Las tintorerías y lavanderías están hartas de ser "el ropero de los clientes". Por eso, aunque legalmente no pueden cobrar sus servicios por adelantado, cada vez son más los establecimientos de este tipo que, más como "efecto disuasorio" que otra cosa, cuelgan en sus escaparates carteles en los que "ruegan" al cliente pagar por adelantado o informan de los recargos por no retirar la ropa a tiempo, según explica la presidenta de la asociación sevillana de tintorerías y lavanderías, Marta González.

En la provincia hay unos 200 establecimientos de este tipo con una media de 1,5 trabajadores cada uno, entre negocios particulares y franquicias, que no se han librado de la crisis ya que según González, en los últimos dos años han cerrado entre el 15 y el 20% de los que había.

Y es que les entra ropa, pero no dinero. "Lo llevan aunque no tengan dinero y ya lo recogerán", señala. El problema es que el negocio sigue teniendo no solo unos gastos de mantenimiento del local sino de almacenaje, ya que las tintorerías están obligadas a tener asegurada la ropa que custodian por si se produce un robo, incendio o cualquier otro tipo de accidente en el establecimiento.

Recargos. González reconoce que no es un problema nuevo. Las tintorerías se llenan en verano de mantas que no son recogidas hasta el invierno y en primavera de túnicas de nazareno y trajes de flamenca cuyos propietarios no pasan a por ellos hasta que se acerca de nuevo la Semana Santa o la Feria. Hasta los tres meses no se puede cobrar recargo al cliente, pero a partir de ahí sí está establecido "aunque los clientes se enfadan". Lo que sí han notado con la crisis es el aumento de esta práctica, incluso con ropa de ceremonia como trajes para boda que no recogen hasta que no tienen otra, y también que la ropa llega en peores condiciones, "cada vez más usada, con más manchas y más tiempo almacenada en casa por lo que cuesta más limpiarla". Es un servicio del que se prescinde así que en tiempos de crisis, la ropa se lleva a la tintorería cuando no hay más remedio y se recoge también cuando se necesita.

En el caso de los talleres de coches, el problema también es la falta de liquidez de los clientes para pagar las reparaciones, pero un coche no es un vestido de fiesta sin el que puedes pasar hasta la próxima boda. "La gente lo repara y cuando vas a cobrar te dicen que no tienen y que te pagan una parte, pero no puede ser porque si se llevan el coche no los vuelvo a ver más", relata Francisco Tenorio, del taller Innova.

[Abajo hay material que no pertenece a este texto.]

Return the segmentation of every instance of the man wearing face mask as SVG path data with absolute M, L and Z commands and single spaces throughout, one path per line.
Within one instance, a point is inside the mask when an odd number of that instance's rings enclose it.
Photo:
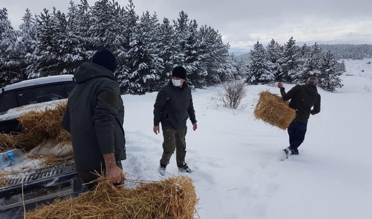
M 190 116 L 194 130 L 196 130 L 198 125 L 191 88 L 185 82 L 186 74 L 184 67 L 174 68 L 172 79 L 160 89 L 154 105 L 154 132 L 156 134 L 160 132 L 159 124 L 161 123 L 164 138 L 163 153 L 158 170 L 162 176 L 165 175 L 166 168 L 174 150 L 178 171 L 192 172 L 184 161 L 188 118 Z
M 96 182 L 94 172 L 106 172 L 114 184 L 124 178 L 120 160 L 125 160 L 122 128 L 124 106 L 114 72 L 116 58 L 109 50 L 98 50 L 92 62 L 74 72 L 76 84 L 68 96 L 62 125 L 71 133 L 75 166 L 88 188 Z

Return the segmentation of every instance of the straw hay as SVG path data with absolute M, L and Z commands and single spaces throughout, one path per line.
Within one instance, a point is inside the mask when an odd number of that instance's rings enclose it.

El sector aglutina a más de 2.000 talleres en la provincia que generan unos 5.000 empleos directos. La actividad en éstos ha descendido entre un 15 y un 20% en los últimos meses, sobre todo desde el verano, según los datos facilitados por la Asociación provincial de talleres de reparación de automóviles durante las VI Jornadas de Talleres de la provincia celebradas el pasado octubre. El recién elegido presidente de la asociación, Manuel Aragón, daba las claves: "cada vez el usuario retrasa más temas como el cambio de aceite o de neumáticos, apurando al límite y acudiendo al taller cuando ya se hace absolutamente imprescindible para poder circular".

Sin embargo, una cosa es el mantenimiento y otra la avería. Ahí es donde los coches siguen llegando al taller, se arreglan pero ni se cobra el trabajo ni se retira el automóvil. Y donde el sector se ha visto obligado a abaratar mucho los precios. "Ahora mismo tengo un par de coches que llevan aquí uno o dos meses" relata Tenorio, quien habla incluso de coches de empresa que son embargados a las compañías y "ya no los recogen" o vehículos con averías muy graves y caras de reparar, que el cliente rechaza arreglar y pretende que sea el taller quien lo dé de baja o lo lleve al desguace.

Como en el caso de las tintorerías, la ley permite a los talleres cobrar recargos por cada día que el coche pase en el taller una vez reparado, pero "si no hay dinero aquí se queda".

La reparación de electrodomésticos es otro sector que en algunos casos evita problemas de reparaciones caras que no compensan al cliente y dejan el aparato allí cobrando por estudiar una avería y dar un presupuesto.